On the 100 core Tilera cpu releasing maybe 2010

diep · Post by **diep** » Tue Dec 08, 2009 4:55 pm

Crossposted in other forum where GCP calculated the chips speed.

hi GCP, i had missed this chip.

The first of this chip, tilera with 64 cores i have tried to get information what it would cost to get a 1000 of them.
That was some years ago when they managed to get publicity for it.

The response was to say polite, not how a salesman would react. They really were after deals selling millions of them.

If a chip is real good you don't react like that. Remember that the first generation was their first chip of this sort.

I'm a bit amazed to hear from a new generation which has dramatic improvements. We must be very honest and fair
that this chip really has improved a lot.

However your speedup calculation is overly optimistic IMHO as cpu's like this don't work in multiplce sockets,
yet that's how you have to compare it.

http://www.tgdaily.com/hardware-feature ... -processor

Realize the statement: "with up to 26MB total L3 coherent cache across the device."

Cache coherency is really a big problem here. For our hashtable we want in fact no cache coherency at all,
as with so many cores it will just slowdown immensely the search speed.

So practical it will not be possible to store the hashtable last few plies. Now for diep that would be a major loss,
not to mention the faster engines (deepsjeng, rybka etc).

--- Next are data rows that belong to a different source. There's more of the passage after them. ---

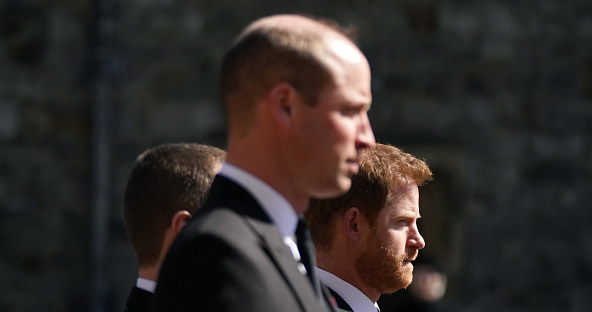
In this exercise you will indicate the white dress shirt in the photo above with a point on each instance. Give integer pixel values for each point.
(274, 204)
(350, 294)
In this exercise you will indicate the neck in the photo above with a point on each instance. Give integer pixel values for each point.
(268, 169)
(150, 273)
(342, 265)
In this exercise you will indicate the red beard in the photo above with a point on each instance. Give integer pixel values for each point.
(380, 268)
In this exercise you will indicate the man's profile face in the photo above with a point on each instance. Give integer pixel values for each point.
(332, 131)
(393, 243)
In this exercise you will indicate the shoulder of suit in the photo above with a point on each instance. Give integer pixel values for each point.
(224, 223)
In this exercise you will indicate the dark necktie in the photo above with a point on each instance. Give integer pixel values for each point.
(306, 250)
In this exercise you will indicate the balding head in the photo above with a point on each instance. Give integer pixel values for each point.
(304, 52)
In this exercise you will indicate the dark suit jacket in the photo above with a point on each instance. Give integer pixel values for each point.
(231, 257)
(138, 300)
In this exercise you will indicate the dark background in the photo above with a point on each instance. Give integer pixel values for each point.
(495, 95)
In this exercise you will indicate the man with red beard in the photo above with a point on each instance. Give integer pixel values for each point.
(367, 239)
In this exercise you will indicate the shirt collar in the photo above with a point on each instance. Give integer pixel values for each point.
(353, 296)
(275, 205)
(146, 284)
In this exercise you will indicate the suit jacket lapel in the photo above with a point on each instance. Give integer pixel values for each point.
(238, 199)
(341, 304)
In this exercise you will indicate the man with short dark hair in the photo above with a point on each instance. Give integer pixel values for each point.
(296, 92)
(166, 186)
(367, 239)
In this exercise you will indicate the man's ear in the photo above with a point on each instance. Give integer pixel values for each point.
(281, 99)
(351, 223)
(180, 218)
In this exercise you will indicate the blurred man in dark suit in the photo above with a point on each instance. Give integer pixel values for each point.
(166, 186)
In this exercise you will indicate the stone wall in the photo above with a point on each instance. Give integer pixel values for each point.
(495, 95)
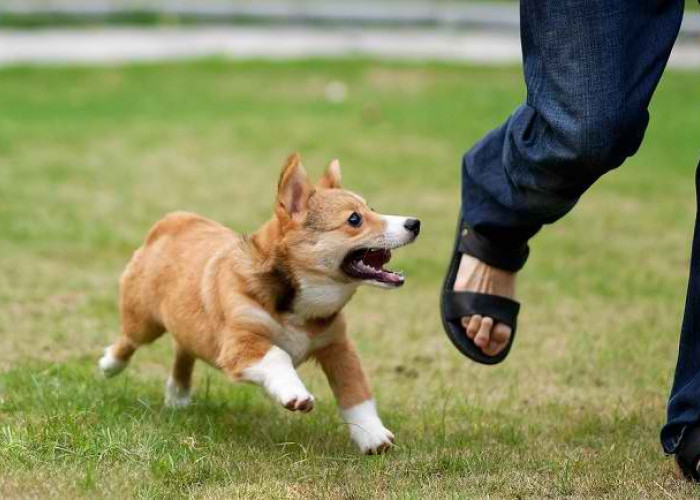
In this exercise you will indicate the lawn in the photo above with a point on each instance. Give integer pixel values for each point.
(89, 158)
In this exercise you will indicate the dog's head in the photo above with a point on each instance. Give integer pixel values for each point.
(329, 232)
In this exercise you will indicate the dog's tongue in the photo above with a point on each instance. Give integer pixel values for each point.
(376, 258)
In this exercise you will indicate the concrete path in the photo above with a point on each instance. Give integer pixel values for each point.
(119, 45)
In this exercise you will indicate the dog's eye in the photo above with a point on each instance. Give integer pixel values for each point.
(355, 219)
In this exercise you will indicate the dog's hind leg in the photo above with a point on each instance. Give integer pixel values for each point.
(178, 388)
(136, 331)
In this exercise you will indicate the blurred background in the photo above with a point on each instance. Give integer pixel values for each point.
(115, 112)
(459, 30)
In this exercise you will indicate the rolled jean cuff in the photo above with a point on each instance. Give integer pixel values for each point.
(506, 253)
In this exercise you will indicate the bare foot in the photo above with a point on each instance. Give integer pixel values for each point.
(475, 276)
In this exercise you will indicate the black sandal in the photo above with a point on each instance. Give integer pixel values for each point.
(456, 305)
(688, 454)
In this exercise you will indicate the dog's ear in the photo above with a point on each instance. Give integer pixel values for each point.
(331, 177)
(293, 190)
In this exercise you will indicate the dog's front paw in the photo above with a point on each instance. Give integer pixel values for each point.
(367, 430)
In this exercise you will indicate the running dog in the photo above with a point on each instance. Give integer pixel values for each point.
(256, 306)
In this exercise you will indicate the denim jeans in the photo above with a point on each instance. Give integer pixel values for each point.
(591, 67)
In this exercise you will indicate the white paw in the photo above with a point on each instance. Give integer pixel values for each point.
(292, 396)
(110, 365)
(367, 430)
(176, 396)
(275, 372)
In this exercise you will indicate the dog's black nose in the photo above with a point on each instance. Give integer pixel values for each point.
(412, 225)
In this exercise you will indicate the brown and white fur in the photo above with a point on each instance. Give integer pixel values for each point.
(257, 306)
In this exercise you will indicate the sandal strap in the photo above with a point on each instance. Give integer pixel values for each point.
(461, 304)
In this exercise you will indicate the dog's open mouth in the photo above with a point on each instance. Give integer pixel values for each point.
(368, 264)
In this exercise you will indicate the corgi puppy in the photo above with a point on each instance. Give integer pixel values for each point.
(257, 306)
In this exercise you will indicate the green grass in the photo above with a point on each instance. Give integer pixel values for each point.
(89, 158)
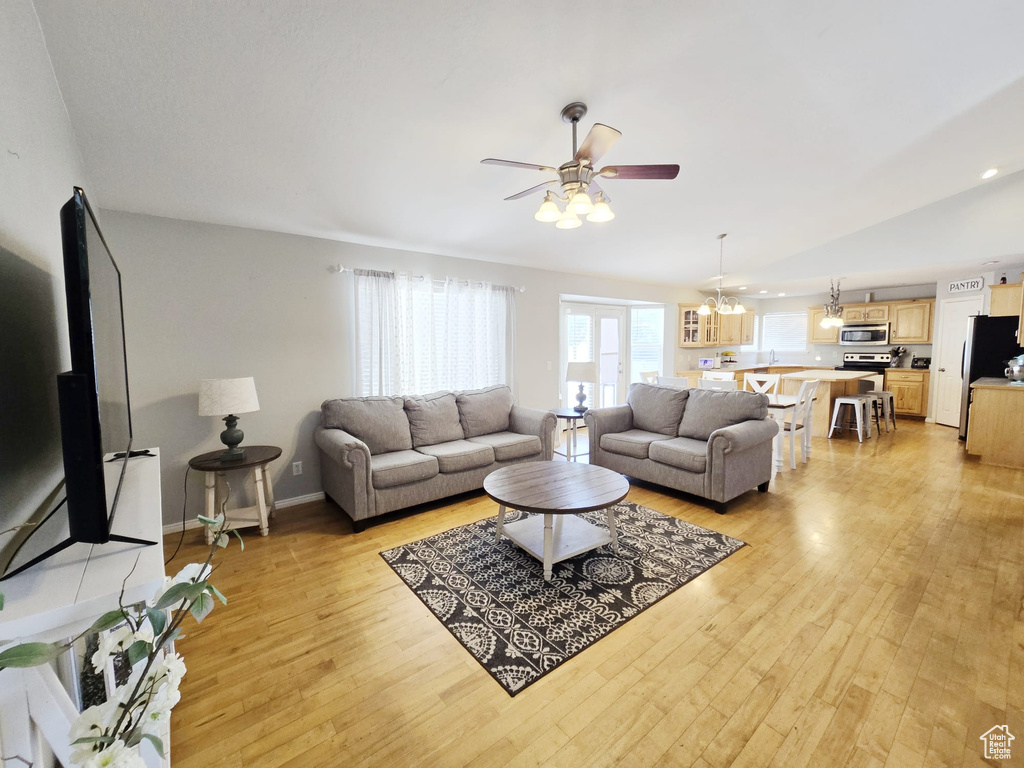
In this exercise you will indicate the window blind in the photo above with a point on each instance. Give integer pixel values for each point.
(784, 332)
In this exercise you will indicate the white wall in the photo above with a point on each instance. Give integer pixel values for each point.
(39, 165)
(211, 301)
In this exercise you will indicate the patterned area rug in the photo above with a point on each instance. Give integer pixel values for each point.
(494, 599)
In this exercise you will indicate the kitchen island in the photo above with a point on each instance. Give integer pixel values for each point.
(834, 384)
(995, 429)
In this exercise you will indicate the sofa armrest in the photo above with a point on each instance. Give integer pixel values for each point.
(345, 471)
(534, 421)
(741, 436)
(605, 421)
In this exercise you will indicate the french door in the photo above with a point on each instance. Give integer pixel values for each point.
(595, 334)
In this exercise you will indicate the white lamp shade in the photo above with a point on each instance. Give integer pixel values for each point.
(223, 396)
(582, 372)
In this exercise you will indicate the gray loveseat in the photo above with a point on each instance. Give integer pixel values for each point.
(383, 454)
(713, 443)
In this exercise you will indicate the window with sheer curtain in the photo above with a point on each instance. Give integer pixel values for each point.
(416, 335)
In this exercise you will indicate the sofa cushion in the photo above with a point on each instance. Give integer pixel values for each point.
(509, 445)
(656, 409)
(379, 422)
(399, 467)
(458, 456)
(631, 442)
(433, 419)
(484, 411)
(709, 410)
(683, 453)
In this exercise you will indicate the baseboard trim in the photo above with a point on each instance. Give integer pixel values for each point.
(279, 504)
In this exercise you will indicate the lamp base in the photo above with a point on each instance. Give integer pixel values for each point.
(580, 408)
(231, 437)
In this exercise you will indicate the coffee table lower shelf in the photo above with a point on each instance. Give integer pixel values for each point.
(566, 535)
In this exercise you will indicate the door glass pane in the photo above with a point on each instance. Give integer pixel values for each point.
(609, 360)
(580, 332)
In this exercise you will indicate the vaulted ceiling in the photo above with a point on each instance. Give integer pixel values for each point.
(795, 123)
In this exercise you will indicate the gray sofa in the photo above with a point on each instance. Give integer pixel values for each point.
(382, 454)
(713, 443)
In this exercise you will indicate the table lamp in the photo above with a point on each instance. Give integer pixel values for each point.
(583, 373)
(227, 397)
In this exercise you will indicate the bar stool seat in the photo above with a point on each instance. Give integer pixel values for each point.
(859, 403)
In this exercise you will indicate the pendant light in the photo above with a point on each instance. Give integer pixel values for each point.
(834, 312)
(720, 304)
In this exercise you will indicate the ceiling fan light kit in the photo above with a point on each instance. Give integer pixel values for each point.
(578, 178)
(721, 304)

Just losing the qsearch is already 20% loss in case of Diep. Losing the last few plies for hashtable for faster engines
than Diep will be an even bigger problem. So let me calculate it for diep first as the problem for rybka and others
which are 2.4 mln chesspositions a second a core or something, there the problem is even bigger.

I'm guessing this new core is of similar quality to a MIPS processor, like the R14000,
as these guys are not intel nor AMD, let alone that they have a compiler that is any good
at such short notice.

The R14000 was slighly worse than K7 for Diep in IPC, some years ago the PGO and other improvements
in visual c++ 2005 have really speeded up K7 a lot, quite some more than 20%,
whereas we can surely expect that their GCC port, notoriously bad with pgo, won't really function well there.

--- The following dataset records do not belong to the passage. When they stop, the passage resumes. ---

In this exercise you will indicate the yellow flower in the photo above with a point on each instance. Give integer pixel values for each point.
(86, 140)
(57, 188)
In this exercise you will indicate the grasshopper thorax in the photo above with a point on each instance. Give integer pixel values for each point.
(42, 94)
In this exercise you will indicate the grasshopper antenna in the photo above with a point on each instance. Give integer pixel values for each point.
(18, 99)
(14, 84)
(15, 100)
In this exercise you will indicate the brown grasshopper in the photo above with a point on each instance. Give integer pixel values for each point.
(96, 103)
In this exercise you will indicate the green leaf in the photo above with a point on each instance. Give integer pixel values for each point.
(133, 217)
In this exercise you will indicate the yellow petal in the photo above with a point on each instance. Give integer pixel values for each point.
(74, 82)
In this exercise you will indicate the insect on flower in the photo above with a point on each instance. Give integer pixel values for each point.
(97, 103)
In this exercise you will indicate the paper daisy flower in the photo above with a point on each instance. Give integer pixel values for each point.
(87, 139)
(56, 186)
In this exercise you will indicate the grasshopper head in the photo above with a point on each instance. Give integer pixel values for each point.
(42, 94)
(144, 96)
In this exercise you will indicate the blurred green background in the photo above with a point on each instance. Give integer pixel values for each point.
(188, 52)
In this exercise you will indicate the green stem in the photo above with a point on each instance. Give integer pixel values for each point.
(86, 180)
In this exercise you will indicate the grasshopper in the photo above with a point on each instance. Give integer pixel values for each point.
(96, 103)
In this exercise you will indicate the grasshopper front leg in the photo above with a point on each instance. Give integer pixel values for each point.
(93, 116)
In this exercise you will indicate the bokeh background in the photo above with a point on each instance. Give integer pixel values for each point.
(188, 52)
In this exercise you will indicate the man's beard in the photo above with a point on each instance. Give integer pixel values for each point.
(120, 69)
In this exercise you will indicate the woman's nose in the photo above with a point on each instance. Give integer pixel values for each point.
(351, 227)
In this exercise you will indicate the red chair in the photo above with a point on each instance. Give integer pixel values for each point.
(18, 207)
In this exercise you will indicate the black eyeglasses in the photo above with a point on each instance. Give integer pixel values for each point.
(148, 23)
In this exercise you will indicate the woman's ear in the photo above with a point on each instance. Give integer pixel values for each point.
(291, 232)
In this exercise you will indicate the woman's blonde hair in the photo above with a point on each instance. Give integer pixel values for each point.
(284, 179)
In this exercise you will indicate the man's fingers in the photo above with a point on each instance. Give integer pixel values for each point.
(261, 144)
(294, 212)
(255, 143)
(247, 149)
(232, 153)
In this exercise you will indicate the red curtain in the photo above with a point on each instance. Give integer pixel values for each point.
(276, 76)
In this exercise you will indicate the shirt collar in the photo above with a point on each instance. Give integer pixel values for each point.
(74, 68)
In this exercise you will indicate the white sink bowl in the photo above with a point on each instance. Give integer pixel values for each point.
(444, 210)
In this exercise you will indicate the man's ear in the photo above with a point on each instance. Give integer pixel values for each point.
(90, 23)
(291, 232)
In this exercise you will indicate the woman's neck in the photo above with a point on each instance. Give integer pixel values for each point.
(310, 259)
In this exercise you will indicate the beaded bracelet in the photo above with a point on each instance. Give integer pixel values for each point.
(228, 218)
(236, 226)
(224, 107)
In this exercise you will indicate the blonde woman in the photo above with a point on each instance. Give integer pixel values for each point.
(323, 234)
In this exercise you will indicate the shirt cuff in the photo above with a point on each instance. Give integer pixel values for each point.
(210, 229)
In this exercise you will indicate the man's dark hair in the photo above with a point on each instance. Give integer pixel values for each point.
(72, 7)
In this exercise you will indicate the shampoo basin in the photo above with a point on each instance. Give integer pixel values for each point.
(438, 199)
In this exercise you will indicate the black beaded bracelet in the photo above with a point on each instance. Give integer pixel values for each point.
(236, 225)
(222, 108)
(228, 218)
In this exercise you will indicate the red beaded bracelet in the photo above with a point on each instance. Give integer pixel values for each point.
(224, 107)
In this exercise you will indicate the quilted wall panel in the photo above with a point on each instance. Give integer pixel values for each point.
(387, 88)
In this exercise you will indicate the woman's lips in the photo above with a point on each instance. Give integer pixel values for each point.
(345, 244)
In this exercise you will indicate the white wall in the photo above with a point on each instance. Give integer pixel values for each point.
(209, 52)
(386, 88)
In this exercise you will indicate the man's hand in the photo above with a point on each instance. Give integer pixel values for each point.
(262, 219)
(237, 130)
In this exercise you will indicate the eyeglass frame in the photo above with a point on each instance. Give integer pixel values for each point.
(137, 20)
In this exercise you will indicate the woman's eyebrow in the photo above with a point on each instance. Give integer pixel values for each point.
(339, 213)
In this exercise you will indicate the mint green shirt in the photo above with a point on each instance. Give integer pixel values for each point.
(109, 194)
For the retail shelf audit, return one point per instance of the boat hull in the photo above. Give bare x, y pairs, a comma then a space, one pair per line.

I have tested the speed of Diep now at a K7 and it is 109531 nodes per second at a K7 2.13Ghz,
let's say 110k nps at 2.1ghz.

At 1.5Ghz that K7 is roughly 1.4 times slower: 110 / 1.4 = 78.57k nps
Now the 20% reduction for having ugly compiler: 62.8k nps

However i gave it advantages everywhere in the roundoffs, so that's 60k nps.

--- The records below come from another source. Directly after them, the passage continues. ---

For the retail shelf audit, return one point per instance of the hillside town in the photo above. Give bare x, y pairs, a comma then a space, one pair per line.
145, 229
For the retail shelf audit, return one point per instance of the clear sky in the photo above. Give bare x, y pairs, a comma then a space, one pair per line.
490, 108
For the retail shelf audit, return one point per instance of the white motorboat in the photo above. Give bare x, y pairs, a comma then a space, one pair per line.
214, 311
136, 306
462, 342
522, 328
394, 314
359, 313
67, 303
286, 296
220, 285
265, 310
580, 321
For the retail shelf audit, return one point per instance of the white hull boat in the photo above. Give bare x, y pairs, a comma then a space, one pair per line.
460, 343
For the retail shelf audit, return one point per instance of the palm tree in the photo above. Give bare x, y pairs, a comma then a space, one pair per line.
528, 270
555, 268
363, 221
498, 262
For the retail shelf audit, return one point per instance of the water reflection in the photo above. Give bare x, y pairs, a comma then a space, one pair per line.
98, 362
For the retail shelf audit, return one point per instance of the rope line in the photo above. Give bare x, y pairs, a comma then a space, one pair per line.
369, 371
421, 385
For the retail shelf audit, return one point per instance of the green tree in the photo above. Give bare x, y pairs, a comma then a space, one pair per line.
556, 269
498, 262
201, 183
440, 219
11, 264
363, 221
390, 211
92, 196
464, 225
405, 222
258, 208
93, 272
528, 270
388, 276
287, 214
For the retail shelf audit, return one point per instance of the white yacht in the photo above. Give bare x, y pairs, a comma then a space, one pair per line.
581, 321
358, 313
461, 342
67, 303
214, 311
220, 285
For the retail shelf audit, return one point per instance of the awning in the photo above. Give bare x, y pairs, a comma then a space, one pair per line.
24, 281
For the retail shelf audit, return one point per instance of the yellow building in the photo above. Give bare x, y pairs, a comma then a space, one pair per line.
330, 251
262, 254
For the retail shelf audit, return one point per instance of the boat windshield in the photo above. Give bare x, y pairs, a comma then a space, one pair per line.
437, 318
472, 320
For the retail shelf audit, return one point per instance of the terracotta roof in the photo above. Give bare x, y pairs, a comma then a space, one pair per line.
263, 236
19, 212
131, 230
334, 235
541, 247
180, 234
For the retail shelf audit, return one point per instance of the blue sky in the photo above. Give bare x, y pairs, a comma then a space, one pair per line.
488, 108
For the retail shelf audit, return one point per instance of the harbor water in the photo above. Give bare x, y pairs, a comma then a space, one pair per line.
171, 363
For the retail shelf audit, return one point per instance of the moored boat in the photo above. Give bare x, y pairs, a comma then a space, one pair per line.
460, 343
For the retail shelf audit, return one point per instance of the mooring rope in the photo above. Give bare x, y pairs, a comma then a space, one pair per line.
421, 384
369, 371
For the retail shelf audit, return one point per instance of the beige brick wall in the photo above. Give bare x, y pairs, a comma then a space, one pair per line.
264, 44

At 1500Mhz i estimate it gets about 60k nps. So it is 6 Million nps at 100 cores in case of ideal scaling.

Now we lose instantly 20% to the quiescencesearch not being able to get stored in hashtable.
Another 10% loss is there for Diep as i have to make its evaluation and pawntable extra tiny to fit in L2.

So we start losing 30% to simplistically the cache coherency.

0.7 * 6 = 4.2M nps

Now the parallel speedup is quite ok in case of Diep. However please realize each search of the YoungBrotherWait principle
has to do a much slower search prior to be able to put other cpu's to work. That really cripples speedup.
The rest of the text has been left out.